Hamilton notes that Hirtle Callaghan doesn’t think the credit markets have healed, “so we’re not interested in going back into public high yield or syndicated bank loans. Wouldn’t touch them.” On the private side, their initial thoughts were defensive, but that thinking has evolved to “play more in distress or rescue financing – increasing that exposure almost 50% of the private debt,” says Hamilton. At Angeles Investments, they have a big overweight to growth over value, large cap over small cap, and US over non-US. “We continue to have a very high conviction in the growth over value theme. I think that’s got legs,” notes Rosen.
What Does the Future Hold?
Rosen may have put it best: “The crystal ball is always cloudy.” With that said, North Pier was able to identify a few thematic constants from our recent discussions. Several of the OCIO managers we spoke with indicated they favored domestic US equity exposure versus developed international. “We’ve had a bit of an overweight to the US certainly relative to international developed and emerging markets… positioning the portfolio is more a reflection of looking at the different underlying markets, the more cyclically exposed markets that you have in Europe versus in the US with the ability of the large cap growth names to ride this out,” said Hamilton.
Angeles Investments referenced the relative tech, healthcare and communications services overweight of the US equity markets as a “structural tailwind.” Managers also indicated an increased interest in private credit exposure, particularly when compared to publicly traded credit. Charlton was quick to point out that in the high-yield bond space, the underlying exposures to certain industries may not be priced attractively, adding that NEPC “thinks private lending is still a better place to be, especially for the patient investor.”

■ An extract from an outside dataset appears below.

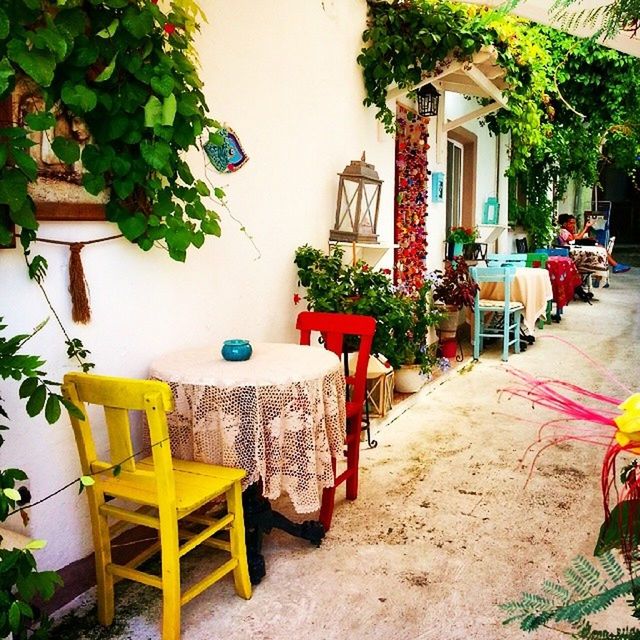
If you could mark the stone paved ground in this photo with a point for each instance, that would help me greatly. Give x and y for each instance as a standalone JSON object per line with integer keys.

In the wake of the 2008-2009 Global Financial Crisis and implementation of post-crisis regulation, it is now apparent that much of the leverage that used to reside on banks’ balance sheets had migrated to private market finance vehicles. This is certainly one reason that the Fed has intervened so aggressively in the credit markets. It does however pose a problem for investors; with publicly traded credit apparently “priced to perfection” risk-adjusted returns on a go-forward basis are likely going to be sub-par. Active management in private lending is a likely beneficiary.
Managers were also able to provide North Pier with some insight into the operational challenges their clients have been facing. Near term cash flow issues were top of mind. One of the managers we consulted highlighted their ability to stress test client portfolios by running scenario analysis to help their foundation clients evaluate the long-term impact of stepping up grant making to meet immediate crisis needs.
Healthcare systems and institutions of higher education are feeling the full brunt of the crisis. Surprisingly “the level of optimism is higher than I would have thought,” says Charlton on how some of NEPC’s healthcare clients are coping. “Of course, you can’t ignore the near-term issues – they’re laying people off and the level of stress that the systems are going through is clearly large. But when speaking with clients on their longer-term views, in the end, people are going to come back to hospitals for procedures currently on hold, like elective surgeries. That was really interesting to hear.”
The COVID-19 crisis is exactly the type of challenge that institutional investors hired OCIO managers to navigate. When the dust settles, there will likely be a wave of prospective clients looking to make the transition. The opportunities presented in this unique time will allow the best managers to prove their value, by generating returns and providing their clients with vital operational support and governance leadership.